Ce poème n’obéit à aucune règle. Ni versification, ni rimes, ni rythmes. Il a tenté de placer les mots qui lui sont venus à l’esprit. Treize adjectifs qualificatifs ! Pour dire. Dire quoi ? Dire n’importe quoi mais dire. Dire l’absurdité de cette vie. Il a fait lire ce poème par des amis pour avoir leur avis. Désemparé. Ils n’ont rien compris. Ils n’ont même pas relevé l’acrostiche. . En guise de réponse, l’un d’eux lui a adressé un long article sur la dépendance alimentaire de l’Algérie. Un autre, un article sur la dépendance affective. La dépendance ! « État, situation de quelqu'un, d'un groupe, qui n'a pas son autonomie par rapport à un autre, qui n'est pas libre d'agir à sa guise » dit le Larousse. Pierre Larousse : l’homme aux deux devises. La sienne « « Instruire tout le monde et sur toute chose » et celle de son dico  « Je sème à tout vent ». Il a lu les deux articles. Tout aussi ridicules que son poème. La dépendance alimentaire d’un pays riche ? Une aberration sur laquelle il n’a ni le temps ni l’énergie pour la commenter. La dépendance affective ? Un fonds de commerce pour les psys. Pfffffffffff comme dit si intelligemment Aicha. Bof comme dit Said. Perdu ! Il est perdu !
Elle ? C’est 
Je m’éveille je pense a toi 
Il fait soleil je pense a toi 
On me téléphone je parle 
Je pense a toi 
Il se fait tard je pense a toi 
Si on rentrait je pense a toi 
Je n’était pas très drôle ce soir 
Je pensais a toi

 

Pareil. Plus que ridicule. Ce ne sont pas ses mots. Ce sont les mots des autres. Rien de personnel. On ramasse des mots et on les jette à l’autre comme « preuve d’amour ». Incapable de produire ses propres mots. Mais pardonnée quand même. Qu’est ce les mots ? Des mots. Rien d’autre d’autre. Qu’est ce la passion ? Il  n’en sait rien. On ne peut tout expliquer. Et puis à quoi bon expliquer ? Et à qui expliquer ? Quand il adresse ce qu’il pense être un poème « pour avis » et qu’on lui rappelle la fronde des étudiants, la crise du logement, les accidents de la route, la polémique avec KD et la maladie du Président.

C’est donc la fin. Comme dans les films. Mais l’œil reste rivé sur le téléphone. Sonnera t-il ?

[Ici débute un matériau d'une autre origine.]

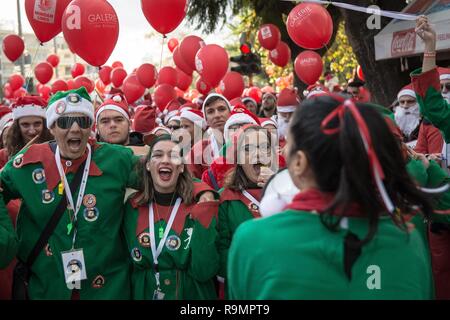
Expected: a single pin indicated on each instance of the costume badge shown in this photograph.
(173, 243)
(98, 282)
(89, 201)
(18, 161)
(73, 98)
(136, 254)
(90, 214)
(47, 196)
(38, 176)
(60, 107)
(144, 239)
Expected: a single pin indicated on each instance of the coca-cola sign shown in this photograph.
(403, 43)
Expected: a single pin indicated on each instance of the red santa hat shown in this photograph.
(144, 120)
(240, 115)
(444, 73)
(116, 103)
(29, 106)
(407, 91)
(6, 118)
(268, 121)
(288, 100)
(212, 95)
(195, 116)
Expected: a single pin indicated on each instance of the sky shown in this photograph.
(133, 47)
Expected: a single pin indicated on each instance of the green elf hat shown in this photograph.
(72, 101)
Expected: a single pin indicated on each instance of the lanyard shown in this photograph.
(250, 197)
(151, 222)
(67, 188)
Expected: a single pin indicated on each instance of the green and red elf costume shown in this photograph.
(437, 110)
(33, 175)
(173, 247)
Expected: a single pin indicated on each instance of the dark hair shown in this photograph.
(185, 185)
(341, 166)
(235, 179)
(15, 141)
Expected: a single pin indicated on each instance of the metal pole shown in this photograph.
(22, 68)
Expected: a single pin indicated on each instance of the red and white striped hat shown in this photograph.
(195, 116)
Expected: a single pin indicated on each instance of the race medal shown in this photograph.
(74, 266)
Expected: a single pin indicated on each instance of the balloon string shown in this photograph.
(31, 66)
(162, 50)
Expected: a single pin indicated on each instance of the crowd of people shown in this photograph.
(86, 214)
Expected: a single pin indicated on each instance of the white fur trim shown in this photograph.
(286, 108)
(212, 95)
(85, 107)
(237, 118)
(111, 107)
(194, 118)
(406, 92)
(28, 110)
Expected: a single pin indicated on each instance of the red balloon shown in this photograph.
(7, 91)
(16, 81)
(45, 17)
(82, 81)
(188, 48)
(269, 36)
(184, 80)
(180, 62)
(105, 74)
(117, 64)
(232, 85)
(164, 16)
(168, 75)
(59, 85)
(164, 93)
(43, 72)
(255, 93)
(132, 88)
(360, 73)
(13, 47)
(77, 70)
(203, 87)
(117, 76)
(147, 75)
(172, 44)
(310, 26)
(280, 55)
(45, 91)
(211, 63)
(53, 59)
(308, 66)
(70, 84)
(91, 29)
(21, 92)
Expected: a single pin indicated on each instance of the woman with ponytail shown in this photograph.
(345, 235)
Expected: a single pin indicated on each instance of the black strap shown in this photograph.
(53, 222)
(213, 180)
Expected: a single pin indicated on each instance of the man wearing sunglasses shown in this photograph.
(89, 227)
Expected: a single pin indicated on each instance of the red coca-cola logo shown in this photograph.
(403, 42)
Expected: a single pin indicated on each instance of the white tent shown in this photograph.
(398, 38)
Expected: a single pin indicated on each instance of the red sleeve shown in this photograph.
(421, 146)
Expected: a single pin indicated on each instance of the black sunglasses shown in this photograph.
(67, 122)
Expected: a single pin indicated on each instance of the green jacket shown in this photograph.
(189, 260)
(32, 176)
(431, 103)
(293, 256)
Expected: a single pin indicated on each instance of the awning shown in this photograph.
(398, 38)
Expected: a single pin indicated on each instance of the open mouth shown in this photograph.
(165, 174)
(74, 144)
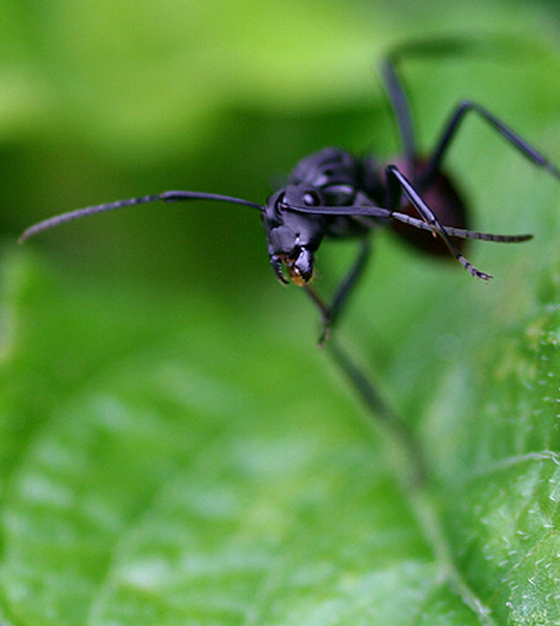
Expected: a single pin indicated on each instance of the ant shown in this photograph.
(335, 194)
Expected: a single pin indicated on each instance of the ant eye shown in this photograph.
(280, 201)
(310, 198)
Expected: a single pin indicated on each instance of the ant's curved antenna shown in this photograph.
(168, 196)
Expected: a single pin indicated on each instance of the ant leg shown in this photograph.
(331, 313)
(396, 184)
(452, 126)
(432, 48)
(400, 105)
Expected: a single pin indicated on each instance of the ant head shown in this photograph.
(292, 236)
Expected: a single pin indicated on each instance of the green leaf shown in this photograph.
(174, 449)
(179, 474)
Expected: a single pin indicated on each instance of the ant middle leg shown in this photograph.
(449, 133)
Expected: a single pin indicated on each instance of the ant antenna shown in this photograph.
(168, 196)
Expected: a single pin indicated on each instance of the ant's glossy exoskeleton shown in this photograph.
(335, 194)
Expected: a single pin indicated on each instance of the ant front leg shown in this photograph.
(330, 314)
(450, 132)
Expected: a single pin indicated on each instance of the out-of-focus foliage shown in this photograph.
(173, 447)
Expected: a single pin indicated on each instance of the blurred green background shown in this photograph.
(137, 343)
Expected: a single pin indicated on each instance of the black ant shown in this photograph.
(334, 194)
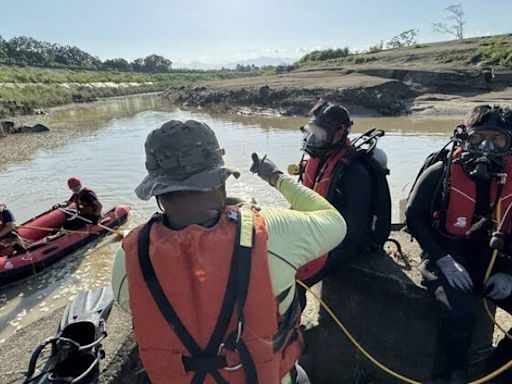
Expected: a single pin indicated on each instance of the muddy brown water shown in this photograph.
(103, 144)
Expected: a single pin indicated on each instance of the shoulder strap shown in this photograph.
(207, 361)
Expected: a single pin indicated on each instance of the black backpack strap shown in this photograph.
(202, 362)
(244, 255)
(209, 360)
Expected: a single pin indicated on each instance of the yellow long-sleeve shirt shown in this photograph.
(295, 237)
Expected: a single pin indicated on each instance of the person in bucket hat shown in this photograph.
(210, 285)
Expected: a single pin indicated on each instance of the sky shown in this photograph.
(222, 31)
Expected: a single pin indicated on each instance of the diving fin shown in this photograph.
(76, 349)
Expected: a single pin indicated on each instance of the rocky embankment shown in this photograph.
(370, 91)
(9, 127)
(377, 296)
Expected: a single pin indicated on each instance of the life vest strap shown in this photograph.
(206, 361)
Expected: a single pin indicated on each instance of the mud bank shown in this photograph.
(378, 297)
(364, 91)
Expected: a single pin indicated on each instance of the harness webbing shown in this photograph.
(207, 361)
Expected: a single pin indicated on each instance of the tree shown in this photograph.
(157, 64)
(377, 47)
(119, 64)
(455, 24)
(152, 64)
(404, 39)
(3, 48)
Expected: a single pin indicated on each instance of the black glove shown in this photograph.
(265, 168)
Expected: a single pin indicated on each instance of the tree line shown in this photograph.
(454, 25)
(27, 51)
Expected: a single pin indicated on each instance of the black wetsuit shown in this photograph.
(7, 217)
(352, 198)
(456, 308)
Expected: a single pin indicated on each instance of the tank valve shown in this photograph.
(293, 170)
(497, 241)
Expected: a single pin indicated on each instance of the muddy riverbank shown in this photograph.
(365, 91)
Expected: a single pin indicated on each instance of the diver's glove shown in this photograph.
(499, 286)
(265, 169)
(455, 273)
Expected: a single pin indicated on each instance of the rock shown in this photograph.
(8, 127)
(390, 314)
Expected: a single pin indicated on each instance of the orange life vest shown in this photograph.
(202, 303)
(462, 198)
(319, 179)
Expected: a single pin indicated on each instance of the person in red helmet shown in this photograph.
(8, 235)
(86, 203)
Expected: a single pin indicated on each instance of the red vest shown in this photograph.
(194, 268)
(319, 178)
(462, 199)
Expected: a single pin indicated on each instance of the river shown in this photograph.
(103, 144)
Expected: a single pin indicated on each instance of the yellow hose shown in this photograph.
(376, 362)
(489, 271)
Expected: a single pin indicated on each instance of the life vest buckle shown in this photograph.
(228, 368)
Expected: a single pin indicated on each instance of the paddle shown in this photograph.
(76, 215)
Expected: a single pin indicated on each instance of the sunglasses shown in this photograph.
(500, 140)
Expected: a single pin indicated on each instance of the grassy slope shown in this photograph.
(23, 89)
(338, 73)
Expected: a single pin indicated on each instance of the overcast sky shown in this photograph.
(229, 30)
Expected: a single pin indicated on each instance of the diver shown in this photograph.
(452, 211)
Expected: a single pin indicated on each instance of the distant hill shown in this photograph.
(258, 62)
(477, 51)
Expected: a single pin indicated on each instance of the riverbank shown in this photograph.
(406, 343)
(431, 79)
(26, 90)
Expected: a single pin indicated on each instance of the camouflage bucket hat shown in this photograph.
(183, 157)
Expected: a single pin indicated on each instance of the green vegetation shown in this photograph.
(495, 51)
(324, 55)
(24, 89)
(23, 50)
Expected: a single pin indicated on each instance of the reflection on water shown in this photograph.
(103, 145)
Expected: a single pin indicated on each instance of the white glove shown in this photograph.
(455, 273)
(499, 286)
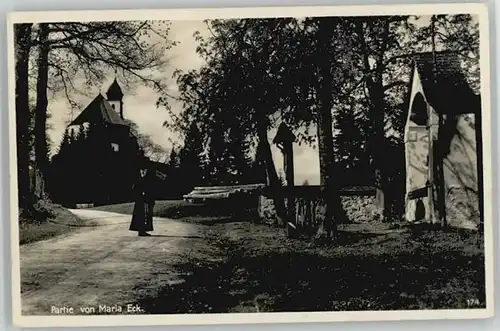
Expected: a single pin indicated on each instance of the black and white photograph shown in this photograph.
(210, 164)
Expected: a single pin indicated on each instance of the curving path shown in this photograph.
(103, 265)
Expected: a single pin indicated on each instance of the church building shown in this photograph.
(99, 156)
(443, 129)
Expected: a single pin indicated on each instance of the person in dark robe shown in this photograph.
(142, 217)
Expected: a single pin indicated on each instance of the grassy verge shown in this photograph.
(368, 268)
(31, 230)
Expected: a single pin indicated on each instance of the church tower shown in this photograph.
(115, 98)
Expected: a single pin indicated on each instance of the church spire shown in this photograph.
(114, 92)
(115, 97)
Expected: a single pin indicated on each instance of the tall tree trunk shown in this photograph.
(22, 35)
(379, 143)
(330, 187)
(42, 100)
(479, 152)
(272, 176)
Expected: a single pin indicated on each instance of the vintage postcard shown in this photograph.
(251, 165)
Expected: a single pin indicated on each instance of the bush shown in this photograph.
(42, 211)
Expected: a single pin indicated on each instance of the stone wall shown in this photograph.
(310, 209)
(462, 208)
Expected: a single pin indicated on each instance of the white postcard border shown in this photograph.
(479, 9)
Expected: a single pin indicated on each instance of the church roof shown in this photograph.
(446, 87)
(114, 91)
(99, 111)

Une agricultrice envoie trois pages d’argumentaire pour justifier sa demande de s’installer à son compte et bénéficier des aides de l’Europe. A la simple lecture de cette phrase « J’ai perdu mon mari suite à une crise cardiaque, et je suis dans l’obligation de reprendre l’exploitation agricole… » , il a arrêté la lecture puis lui donna le feu vert. Sans même vérifier, comme l’exige la loi, ses compétences techniques agricoles. Envahi par l’émotion. Il lui donna sa chance. Une chance qu’il n’a pas eu. Lui !

Quand sa vie est cadencée par le rythme de l’autre. Quand la pensée est confisquée par l’autre. Quand le sens de son existence est déterminé par l’autre. Quand on se disperse dans l’espoir de s’affranchir de son être qui vous habite. Quand on essaye d’être autonome sans avoir suivi des séances de psy. Quand on lit pour s’évader. Quand on écoute de la musique pour oublier. Quand on lit des poèmes qui expriment ce qu’on ne peut exprimer. Quand on voyage pour s’aérer l’esprit. Quand on arrive à aimer des gratins brûlés. Quand on se donne pour les autres.  Quand on se remet à Dieu pour l’implorer. Quand on s’investit dans son travail pour être performant. Alors on est épuisé. On relit le ridicule poème. On se désole pour cette infirmité d’écrire. Puis on le jette. A la poubelle ! Et la vie continue :!